Chicago Citygate lost 9.5 cents from Friday to average $1.365, while Florida Gas Zone 3 was off 5.0 cents to $1.645 and OGT in the Midcontinent dropped 14.0 cents to $1.250.
NatGasWeather said that, overall, the Lower 48 would see “light to very light national demand” this week and through early March.
“A warm break will set up over much of the U.S. the next few days with highs of 40s-50s across the northern U.S. and 50s-80s over the central and southern U.S.,” the firm said Tuesday. “A cool weather system will track across the Midwest and Northeast this weekend with lows of 10s to 20s for a minor bump in national demand.”
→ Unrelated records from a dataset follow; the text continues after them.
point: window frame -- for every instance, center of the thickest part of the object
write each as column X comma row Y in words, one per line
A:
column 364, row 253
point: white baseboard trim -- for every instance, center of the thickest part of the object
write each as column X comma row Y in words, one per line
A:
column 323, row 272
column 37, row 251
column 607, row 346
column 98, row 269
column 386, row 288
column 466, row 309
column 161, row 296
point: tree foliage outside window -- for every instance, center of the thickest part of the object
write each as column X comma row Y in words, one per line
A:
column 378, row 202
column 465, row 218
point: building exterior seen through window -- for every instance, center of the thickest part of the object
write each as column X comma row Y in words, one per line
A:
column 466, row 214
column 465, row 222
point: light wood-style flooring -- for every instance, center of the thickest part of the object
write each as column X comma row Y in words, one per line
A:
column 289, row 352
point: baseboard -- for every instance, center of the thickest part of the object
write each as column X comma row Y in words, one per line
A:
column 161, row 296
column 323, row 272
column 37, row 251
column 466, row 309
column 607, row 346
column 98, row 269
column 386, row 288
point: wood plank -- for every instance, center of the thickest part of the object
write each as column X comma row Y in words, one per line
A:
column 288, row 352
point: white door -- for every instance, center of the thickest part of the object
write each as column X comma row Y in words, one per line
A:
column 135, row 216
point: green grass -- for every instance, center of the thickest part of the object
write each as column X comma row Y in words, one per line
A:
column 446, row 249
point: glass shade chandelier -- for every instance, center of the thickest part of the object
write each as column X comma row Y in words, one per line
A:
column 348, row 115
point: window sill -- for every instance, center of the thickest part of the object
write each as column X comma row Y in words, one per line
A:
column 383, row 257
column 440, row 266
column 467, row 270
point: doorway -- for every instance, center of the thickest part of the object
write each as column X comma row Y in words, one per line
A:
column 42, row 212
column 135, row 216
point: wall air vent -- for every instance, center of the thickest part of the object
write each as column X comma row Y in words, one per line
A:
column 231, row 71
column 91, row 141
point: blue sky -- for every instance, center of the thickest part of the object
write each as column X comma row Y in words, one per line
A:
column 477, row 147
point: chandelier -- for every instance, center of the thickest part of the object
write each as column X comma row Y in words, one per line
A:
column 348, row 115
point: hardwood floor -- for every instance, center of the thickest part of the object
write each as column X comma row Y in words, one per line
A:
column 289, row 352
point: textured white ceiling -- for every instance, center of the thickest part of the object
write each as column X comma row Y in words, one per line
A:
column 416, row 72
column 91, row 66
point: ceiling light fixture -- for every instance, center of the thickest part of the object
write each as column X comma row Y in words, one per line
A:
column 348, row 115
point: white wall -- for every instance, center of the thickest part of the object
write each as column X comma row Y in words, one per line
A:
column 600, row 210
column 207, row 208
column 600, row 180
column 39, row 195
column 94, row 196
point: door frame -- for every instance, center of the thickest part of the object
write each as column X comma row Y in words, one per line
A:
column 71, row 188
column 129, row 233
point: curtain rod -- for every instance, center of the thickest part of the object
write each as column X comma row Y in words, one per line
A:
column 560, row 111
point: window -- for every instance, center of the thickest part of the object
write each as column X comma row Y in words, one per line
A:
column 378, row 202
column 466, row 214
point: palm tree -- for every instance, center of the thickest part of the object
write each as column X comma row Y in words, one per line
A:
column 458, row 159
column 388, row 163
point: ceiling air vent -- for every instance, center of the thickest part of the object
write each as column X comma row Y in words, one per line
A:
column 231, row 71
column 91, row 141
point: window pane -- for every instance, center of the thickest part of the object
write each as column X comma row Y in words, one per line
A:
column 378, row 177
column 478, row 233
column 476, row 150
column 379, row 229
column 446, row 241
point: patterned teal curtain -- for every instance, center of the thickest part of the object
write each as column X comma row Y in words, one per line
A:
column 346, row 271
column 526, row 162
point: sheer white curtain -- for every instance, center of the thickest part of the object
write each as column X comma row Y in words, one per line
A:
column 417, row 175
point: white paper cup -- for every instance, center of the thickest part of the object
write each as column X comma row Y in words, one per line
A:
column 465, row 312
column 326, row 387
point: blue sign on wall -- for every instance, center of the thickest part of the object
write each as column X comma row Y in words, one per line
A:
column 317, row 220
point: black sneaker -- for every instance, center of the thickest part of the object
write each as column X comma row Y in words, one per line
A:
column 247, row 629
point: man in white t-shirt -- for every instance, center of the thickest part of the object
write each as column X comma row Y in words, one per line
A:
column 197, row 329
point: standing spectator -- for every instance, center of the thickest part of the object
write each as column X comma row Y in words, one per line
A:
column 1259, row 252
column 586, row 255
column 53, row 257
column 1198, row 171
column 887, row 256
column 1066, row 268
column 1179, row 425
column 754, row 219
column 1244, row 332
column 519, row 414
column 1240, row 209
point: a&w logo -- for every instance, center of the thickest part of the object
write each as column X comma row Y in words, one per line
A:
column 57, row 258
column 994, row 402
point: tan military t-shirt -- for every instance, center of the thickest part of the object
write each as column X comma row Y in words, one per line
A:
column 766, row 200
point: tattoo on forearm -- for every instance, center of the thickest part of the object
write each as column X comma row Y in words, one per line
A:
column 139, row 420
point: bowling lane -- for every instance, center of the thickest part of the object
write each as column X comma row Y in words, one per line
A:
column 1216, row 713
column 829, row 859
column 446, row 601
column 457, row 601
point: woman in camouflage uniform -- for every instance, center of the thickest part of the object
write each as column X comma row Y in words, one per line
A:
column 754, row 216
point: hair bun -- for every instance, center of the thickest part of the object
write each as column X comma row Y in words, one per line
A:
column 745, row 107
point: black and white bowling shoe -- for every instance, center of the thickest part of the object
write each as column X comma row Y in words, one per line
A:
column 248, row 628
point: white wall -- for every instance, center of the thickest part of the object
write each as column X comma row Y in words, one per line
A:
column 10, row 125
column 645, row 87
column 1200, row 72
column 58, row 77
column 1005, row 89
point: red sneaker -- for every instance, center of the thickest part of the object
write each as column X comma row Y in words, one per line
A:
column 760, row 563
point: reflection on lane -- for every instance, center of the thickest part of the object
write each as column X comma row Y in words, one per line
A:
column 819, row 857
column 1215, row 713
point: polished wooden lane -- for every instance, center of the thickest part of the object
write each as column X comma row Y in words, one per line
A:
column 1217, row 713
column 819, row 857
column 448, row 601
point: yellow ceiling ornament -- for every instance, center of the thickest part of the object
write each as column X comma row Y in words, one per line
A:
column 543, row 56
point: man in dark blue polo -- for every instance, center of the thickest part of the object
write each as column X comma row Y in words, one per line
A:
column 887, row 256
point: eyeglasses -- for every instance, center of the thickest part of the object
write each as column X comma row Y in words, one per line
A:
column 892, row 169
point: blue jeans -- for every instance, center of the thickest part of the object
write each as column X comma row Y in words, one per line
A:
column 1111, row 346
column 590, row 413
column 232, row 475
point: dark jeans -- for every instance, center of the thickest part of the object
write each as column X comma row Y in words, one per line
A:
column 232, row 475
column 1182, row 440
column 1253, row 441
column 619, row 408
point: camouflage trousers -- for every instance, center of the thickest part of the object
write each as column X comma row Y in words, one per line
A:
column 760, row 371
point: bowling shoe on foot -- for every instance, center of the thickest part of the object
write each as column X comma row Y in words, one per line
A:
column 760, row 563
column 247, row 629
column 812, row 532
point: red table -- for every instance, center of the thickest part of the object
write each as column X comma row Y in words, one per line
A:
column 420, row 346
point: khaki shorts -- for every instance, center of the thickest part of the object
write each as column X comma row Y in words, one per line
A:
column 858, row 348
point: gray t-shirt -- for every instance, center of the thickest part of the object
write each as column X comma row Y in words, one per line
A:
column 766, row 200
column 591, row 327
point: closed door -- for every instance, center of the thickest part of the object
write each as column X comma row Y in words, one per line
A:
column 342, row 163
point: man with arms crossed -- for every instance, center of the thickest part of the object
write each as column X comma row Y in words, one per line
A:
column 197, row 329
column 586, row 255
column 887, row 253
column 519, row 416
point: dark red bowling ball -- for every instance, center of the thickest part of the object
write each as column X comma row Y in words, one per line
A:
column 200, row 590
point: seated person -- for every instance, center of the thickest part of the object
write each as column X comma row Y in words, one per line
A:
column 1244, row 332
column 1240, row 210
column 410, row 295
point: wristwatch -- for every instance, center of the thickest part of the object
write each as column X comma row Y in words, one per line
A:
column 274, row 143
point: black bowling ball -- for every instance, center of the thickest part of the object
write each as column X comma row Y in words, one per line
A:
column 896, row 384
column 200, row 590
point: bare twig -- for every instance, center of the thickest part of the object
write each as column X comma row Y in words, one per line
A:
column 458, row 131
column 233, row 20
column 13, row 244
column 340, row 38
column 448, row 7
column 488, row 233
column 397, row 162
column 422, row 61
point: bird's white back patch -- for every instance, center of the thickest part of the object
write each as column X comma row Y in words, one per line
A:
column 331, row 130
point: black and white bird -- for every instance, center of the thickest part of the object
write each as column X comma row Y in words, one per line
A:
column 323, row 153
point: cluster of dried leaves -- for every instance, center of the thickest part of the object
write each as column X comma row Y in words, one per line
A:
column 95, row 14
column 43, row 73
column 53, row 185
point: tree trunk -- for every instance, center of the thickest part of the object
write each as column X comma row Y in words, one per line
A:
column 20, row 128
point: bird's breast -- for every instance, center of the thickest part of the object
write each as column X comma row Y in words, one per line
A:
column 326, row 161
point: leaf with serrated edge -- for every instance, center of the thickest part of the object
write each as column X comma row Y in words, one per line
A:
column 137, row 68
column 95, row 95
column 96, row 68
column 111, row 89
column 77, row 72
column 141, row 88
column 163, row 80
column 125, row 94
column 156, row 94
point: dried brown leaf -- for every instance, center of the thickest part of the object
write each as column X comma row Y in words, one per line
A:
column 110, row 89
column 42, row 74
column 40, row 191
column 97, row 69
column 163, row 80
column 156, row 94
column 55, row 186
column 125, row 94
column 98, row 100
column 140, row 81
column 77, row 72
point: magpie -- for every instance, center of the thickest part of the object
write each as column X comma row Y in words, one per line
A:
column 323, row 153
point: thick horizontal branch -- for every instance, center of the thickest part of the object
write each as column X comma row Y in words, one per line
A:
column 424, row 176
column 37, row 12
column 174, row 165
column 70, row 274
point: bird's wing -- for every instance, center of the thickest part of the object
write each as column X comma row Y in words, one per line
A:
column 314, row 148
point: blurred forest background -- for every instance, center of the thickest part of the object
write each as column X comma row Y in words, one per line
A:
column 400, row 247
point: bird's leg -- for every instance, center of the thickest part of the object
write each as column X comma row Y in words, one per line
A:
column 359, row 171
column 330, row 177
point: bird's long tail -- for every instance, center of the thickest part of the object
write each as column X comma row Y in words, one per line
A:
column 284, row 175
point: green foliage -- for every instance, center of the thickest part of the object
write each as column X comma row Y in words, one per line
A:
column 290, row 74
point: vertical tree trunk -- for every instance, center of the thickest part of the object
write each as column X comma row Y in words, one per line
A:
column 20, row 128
But farther out, the North could enjoy mild highs of the 30s to 50s next week and for the start of March, the forecaster added, while the South “will be nice” with highs of 60s to 80s.
On the pipeline front, Wood Mackenzie analyst Kevin Ong noted Tuesday that, following other recent brief outages, El Paso Natural Gas Pipeline declared a force majeure on its Line 2000, limiting flows until further notice. The Line 2000 segment near Coolidge, AZ, delivers Permian flows west into desert markets.
Prices in the Southwest jumped Tuesday in response, with El Paso S. Mainline/N. Baja up 64.0 cents to $2.150. However, when Permian flows are slowed by maintenance, it creates a glut of gas in West Texas and often suppresses prices there. On Tuesday, Waha in West Texas fell 31.5 cents to 40.5 cents.